Les travaux de transformation furent impressionnants : les deux maisons, la petite et la grande, fusionnèrent en un vaste rez-de-chaussée commercial. Et tout prit très vite de l’ampleur. Lucie au magasin et à la comptabilité, et Philippe à l’atelier, comme tout bon couple de boulanger-pâtissier. Ils travaillèrent d’arrache-pied. L’offre se développa de plus en plus suivant les nouvelles tendances, diversification des produits de boulangerie et des mille et unes recettes en pâtisserie fine.

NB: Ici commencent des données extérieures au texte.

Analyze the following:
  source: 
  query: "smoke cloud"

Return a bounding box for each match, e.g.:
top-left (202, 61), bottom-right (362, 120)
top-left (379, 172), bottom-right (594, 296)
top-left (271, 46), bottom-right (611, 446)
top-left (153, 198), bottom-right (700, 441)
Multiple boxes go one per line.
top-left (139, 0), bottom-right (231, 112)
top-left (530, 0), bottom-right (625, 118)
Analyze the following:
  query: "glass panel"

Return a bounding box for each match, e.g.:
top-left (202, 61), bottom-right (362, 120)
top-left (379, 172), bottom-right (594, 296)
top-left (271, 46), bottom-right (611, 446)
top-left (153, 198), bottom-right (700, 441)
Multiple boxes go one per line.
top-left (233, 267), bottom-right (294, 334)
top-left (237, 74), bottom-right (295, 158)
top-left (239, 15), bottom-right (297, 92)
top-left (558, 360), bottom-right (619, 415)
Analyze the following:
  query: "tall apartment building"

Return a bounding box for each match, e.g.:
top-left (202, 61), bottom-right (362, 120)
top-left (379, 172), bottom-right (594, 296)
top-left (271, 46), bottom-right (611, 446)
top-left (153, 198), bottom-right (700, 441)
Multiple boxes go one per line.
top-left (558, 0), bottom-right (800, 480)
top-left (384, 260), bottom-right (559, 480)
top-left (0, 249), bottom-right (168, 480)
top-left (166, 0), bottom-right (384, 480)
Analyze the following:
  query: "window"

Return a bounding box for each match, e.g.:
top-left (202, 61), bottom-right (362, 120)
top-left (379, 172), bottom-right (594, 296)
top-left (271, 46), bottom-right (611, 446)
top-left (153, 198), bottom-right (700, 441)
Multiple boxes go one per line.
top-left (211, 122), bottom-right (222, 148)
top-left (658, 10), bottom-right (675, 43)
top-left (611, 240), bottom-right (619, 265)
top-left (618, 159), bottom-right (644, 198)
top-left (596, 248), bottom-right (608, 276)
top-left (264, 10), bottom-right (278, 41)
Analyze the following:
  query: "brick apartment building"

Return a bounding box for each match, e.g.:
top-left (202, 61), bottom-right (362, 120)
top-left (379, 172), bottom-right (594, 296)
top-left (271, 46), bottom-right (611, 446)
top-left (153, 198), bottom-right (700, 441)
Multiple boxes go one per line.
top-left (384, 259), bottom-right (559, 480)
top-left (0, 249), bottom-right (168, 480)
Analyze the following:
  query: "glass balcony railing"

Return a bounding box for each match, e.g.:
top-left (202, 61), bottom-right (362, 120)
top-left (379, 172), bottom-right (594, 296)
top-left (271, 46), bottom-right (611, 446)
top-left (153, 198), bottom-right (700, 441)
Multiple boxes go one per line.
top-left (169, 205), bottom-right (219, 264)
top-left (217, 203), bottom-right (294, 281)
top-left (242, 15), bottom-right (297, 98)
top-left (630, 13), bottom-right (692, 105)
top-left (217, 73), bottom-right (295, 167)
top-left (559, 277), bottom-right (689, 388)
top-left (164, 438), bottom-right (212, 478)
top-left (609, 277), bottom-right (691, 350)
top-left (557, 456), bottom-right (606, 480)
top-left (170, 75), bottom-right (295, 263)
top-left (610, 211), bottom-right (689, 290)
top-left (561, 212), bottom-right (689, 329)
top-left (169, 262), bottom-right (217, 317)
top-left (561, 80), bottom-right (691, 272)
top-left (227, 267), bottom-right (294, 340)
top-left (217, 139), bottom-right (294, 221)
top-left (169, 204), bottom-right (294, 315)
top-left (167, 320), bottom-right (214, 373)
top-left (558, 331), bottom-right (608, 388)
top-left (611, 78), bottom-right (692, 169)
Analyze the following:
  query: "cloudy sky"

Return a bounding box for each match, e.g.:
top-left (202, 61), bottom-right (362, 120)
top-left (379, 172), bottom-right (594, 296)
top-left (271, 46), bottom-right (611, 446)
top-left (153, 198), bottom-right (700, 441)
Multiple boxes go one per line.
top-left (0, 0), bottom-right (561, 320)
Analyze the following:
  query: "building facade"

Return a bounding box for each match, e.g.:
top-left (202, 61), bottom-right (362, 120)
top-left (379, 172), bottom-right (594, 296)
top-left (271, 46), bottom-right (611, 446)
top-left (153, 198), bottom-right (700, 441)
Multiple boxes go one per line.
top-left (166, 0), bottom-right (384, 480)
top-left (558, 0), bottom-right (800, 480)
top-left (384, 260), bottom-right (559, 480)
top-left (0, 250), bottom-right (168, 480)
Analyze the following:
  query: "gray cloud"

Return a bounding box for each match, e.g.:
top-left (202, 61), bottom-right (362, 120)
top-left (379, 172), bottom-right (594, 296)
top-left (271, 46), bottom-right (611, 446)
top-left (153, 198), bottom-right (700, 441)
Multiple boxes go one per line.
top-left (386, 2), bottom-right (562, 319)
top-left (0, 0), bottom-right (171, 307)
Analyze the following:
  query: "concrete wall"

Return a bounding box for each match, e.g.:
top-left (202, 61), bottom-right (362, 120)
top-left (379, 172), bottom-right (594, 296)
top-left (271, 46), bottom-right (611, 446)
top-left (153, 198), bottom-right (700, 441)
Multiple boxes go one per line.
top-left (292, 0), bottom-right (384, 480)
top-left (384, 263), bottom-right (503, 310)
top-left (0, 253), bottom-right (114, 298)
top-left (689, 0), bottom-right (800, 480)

Philippe a toujours une nouvelle recette à tester et à mettre au point, sa tête bouillonne de créativité. Lucie, le sourire aux lèvres, accueille les clients dans la bonne humeur. Tout le monde l’apprécie pour sa joie de vivre, son écoute et son empathie. Leurs trois enfants, Arthur, Edouard et Elisa ont grandi épanouis dans les effluves de vanille, de chocolat et de pain chaud. Quand ils étaient petits, Philippe aimait les prendre en photo dans l’ambiance farineuse et floutée de son atelier. Oui, oui, mon frère a des talents cachés de très bon photographe.
Chère Lucie, mes chaleureuses pensés sont pour tes parents, Régina, ta maman, partie en 1992, et ton papa, Michel, «Pépé» pour ses petits-enfants, décédé en 2016.
Les années passant, nous sommes à présent en 2020 et Arthur, le fils aîné, est maintenant prêt à reprendre le commerce. Après avoir fait des études d’ingénieur industriel, il décide de changer complètement de cap et de devenir artisan boulanger-pâtissier à la suite de son père. C’est avec beaucoup d’enthousiasme qu’à 26 ans, il se lance sur cette nouvelle voie avec Sarah Verraes, sa compagne. Après avoir exercé son métier d’infirmière, Sarah partage la même passion qu’Arthur pour le commerce et relève le défi. Ses atouts, se mettre au service des personnes, aimer le contact et être aux petits soins pour les autres.
Arthur et Sarah seront épaulés par Philippe et Lucie, mais ils sont surtout entourés d’une équipe qui travaille à la boulangerie depuis de nombreuses années. A l’atelier, Damien collabore depuis plus de 30 ans, Jean-Michel, depuis 25 ans, et Jean-Pierre, depuis 15 ans. Au magasin, Carole sert les clients depuis plus de 30 ans et Caroline, depuis 7 ans. On l’aura compris, c’est une solide équipe pleine de compétences et de savoir-faire et, c’est dans la continuité et la reconnaissance de tout ce qui a été accompli que se poursuit l’aventure.
[i] Le nom «Decruyenaere » perdit son deuxième « e » lors de l’enregistrement à l’état civil de la naissance de Jean le 24 août 1904, erreur de transcription du fonctionnaire communal.